Karen Finney, a top advisor for Hillary Clinton's presidential campaign, declined to answer if she believes churches that refuse to perform same sex marriages should lose their tax exempt status. Responding to a question from Breitbart News, Finney dodged with, "honestly today just thinking about what this means for my LGBT friends."
AllahPundit has a substantive post on what Kennedy says about this issue -- he spends a whole paragraph on it! It's also dicta -- statements which are not compelled by the decision at hand, but are speculations about future cases which are not yet before the court -- so none of his very weak reassurances are even binding, or precedent.
The dissenting justices notice this.
Clarence Thomas:
Aside from undermining the political processes that protect our liberty, the majority’s decision threatens the religious liberty our Nation has long sought to protect. …
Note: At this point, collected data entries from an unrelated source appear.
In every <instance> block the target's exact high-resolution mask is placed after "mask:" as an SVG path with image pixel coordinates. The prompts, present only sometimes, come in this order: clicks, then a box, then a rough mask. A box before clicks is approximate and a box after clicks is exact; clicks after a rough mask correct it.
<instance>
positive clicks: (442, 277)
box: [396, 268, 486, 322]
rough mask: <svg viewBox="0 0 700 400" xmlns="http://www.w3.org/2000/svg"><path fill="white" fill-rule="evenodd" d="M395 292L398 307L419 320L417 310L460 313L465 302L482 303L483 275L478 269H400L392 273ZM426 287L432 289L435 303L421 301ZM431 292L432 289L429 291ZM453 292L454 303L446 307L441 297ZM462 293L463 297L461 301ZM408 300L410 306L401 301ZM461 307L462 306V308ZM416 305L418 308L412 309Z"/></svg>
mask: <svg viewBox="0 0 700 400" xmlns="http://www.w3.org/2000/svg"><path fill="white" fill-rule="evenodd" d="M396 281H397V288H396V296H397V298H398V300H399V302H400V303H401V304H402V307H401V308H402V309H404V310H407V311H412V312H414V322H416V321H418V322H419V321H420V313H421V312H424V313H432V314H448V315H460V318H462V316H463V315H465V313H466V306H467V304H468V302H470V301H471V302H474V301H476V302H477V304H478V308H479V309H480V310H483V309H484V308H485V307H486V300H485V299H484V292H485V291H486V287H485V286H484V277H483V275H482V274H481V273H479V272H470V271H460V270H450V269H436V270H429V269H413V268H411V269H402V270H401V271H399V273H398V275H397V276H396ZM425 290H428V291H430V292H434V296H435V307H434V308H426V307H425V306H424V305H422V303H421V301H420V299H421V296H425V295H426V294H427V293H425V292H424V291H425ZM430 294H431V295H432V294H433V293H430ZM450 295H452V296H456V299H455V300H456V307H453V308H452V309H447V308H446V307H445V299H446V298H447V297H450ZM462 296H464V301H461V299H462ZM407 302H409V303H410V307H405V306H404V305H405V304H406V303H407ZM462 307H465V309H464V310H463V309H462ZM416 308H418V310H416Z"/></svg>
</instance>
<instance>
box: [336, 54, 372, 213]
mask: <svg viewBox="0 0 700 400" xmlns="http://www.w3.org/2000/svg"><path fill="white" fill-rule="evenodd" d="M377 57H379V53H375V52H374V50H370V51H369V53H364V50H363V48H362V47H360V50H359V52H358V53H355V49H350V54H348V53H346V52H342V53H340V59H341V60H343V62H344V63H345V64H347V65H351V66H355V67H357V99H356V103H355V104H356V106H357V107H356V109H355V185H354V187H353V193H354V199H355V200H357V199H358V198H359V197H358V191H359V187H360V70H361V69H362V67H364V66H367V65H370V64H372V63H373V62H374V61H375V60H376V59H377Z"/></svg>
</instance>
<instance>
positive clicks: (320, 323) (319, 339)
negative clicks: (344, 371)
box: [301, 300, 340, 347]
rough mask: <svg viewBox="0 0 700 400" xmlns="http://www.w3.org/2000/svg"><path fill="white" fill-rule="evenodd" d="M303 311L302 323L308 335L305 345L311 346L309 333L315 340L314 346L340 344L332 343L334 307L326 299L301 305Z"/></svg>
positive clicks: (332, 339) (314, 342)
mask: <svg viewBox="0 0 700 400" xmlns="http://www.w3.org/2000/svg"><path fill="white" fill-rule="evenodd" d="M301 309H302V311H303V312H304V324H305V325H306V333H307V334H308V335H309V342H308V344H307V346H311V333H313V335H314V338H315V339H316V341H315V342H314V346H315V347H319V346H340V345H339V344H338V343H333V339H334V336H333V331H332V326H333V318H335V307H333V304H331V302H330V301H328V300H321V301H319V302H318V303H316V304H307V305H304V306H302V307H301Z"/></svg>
In our society, marriage is not simply a governmental institution; it is a religious institution as well. Id., at 7. Today’s decision might change the former, but it cannot change the latter. It appears all but inevitable that the two will come into conflict, particularly as individuals and churches are confronted with demands to participate in and endorse civil marriages between same-sex couples.
The majority appears unmoved by that inevitability. It makes only a weak gesture toward religious liberty in a single paragraph, ante, at 27. And even that gesture indicates a misunderstanding of religious liberty in our Nation’s tradition. Religious liberty is about more than just the protection for "religious organizations and persons . . . as they seek to teach the principles that are so fulfilling and so central to their lives and faiths." Ibid. Religious liberty is about freedom of action in matters of religion generally, and the scope of that liberty is directly correlated to the civil restraints placed upon religious practice.7
That is -- religious conscience is more than just what we do in the two hours a week we spend in church. Though Kennedy reassures you that for those two hours, you are free to "advocate" for your bigoted, unsupportable, and evil views.